Last month, the company said that ’extensive discussion on the need to reduce costs’ led to a decision to trim its board at a Nov 11 board meeting. JCL said then that five directors volunteered to stand down - three non-executive directors, one independent director and executive director Roland Mathys, who is still the company’s chief executive.
 
Following the SGX query, it emerged that cost reduction was not the key reason why they had stepped down. In a statement yesterday, JCL said that ’ongoing conflict of interest’ had arisen after JCL became a subsidiary of Swiss-based Holcim Group. The other controlling shareholder is Malaysian infrastructure conglomerate YTL Corporation Berhad.
 
’Two of the directors on the company’s (JCL’s) board are employees of the YTL Group which has moved into the ready-mixed concrete market in the past two years and become a major competitor of the Holcim Group (including the company) in Singapore,’ said JCL.
 
Prior to the board meeting, Holcim Investments Singapore (HIS), which has a 55 per cent stake in JCL, tabled a notice to remove certain directors, pursuant to section 176 of the Companies Act (Cap 50).
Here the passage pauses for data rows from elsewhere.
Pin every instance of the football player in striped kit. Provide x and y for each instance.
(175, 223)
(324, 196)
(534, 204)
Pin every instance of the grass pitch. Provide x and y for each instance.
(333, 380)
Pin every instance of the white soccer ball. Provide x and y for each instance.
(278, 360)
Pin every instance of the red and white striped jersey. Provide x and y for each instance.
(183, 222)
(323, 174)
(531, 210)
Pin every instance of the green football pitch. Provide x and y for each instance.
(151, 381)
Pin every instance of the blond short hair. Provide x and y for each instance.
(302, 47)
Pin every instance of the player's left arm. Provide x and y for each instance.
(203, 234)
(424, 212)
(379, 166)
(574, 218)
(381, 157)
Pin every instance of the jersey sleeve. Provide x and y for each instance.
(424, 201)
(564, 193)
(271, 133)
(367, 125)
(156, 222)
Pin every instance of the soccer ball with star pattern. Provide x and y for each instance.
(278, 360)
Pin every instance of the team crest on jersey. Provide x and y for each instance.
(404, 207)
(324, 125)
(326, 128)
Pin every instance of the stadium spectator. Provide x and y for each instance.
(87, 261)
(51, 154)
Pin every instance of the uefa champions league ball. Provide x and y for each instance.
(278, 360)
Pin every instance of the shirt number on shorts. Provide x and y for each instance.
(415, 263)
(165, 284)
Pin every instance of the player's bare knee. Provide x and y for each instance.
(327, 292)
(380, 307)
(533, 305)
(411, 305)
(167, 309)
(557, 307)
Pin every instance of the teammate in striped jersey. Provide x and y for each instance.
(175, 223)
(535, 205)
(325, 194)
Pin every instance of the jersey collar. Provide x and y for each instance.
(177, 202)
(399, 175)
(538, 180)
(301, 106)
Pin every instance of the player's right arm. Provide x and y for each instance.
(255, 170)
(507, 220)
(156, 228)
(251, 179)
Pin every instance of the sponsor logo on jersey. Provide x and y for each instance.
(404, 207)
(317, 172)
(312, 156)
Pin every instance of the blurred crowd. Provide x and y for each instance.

It said that it believed the company ’needed to reduce costs, and, more importantly, needed to address an ongoing conflict of interest issue’.
 
In its clarification yesterday, JCL said that directors who were employees of the two controlling shareholders were not paid any directors’ fees. And the two directors who were not employees of either group each received $35,000 a year, JCL said. The company posted a nine-month net loss of $4.56 million at the end of September.
 
The more salient issue was ’the incongruous position of the company having a competitor privy to the dealings of the company’s board’, according to yesterday’s statement.
 
A second issue had to do with ’possible breaches of the Competition Act’ - as information from board meetings could be used in ways adverse to competition.
 
While JCL and the Holcim Group’s other Singapore subsidiaries ’operate as a single economic entity’ under the Competition Act, YTL Group has a Singapore subsidiary which is ’deemed to be in competition’ with JCL, the company said. The board thus ’ran the constant risk of breaching the Competition Act’ by discussing sensitive information in the presence of directors representing a direct competitor, YTL.
 
Furthermore, JCL said, earlier negotiations between the controlling shareholders over the company’s future direction, had already ’demonstrated that there were irreconcilable differences between them’. After the five directors voluntarily resigned on Nov 11, HIS withdrew its notice.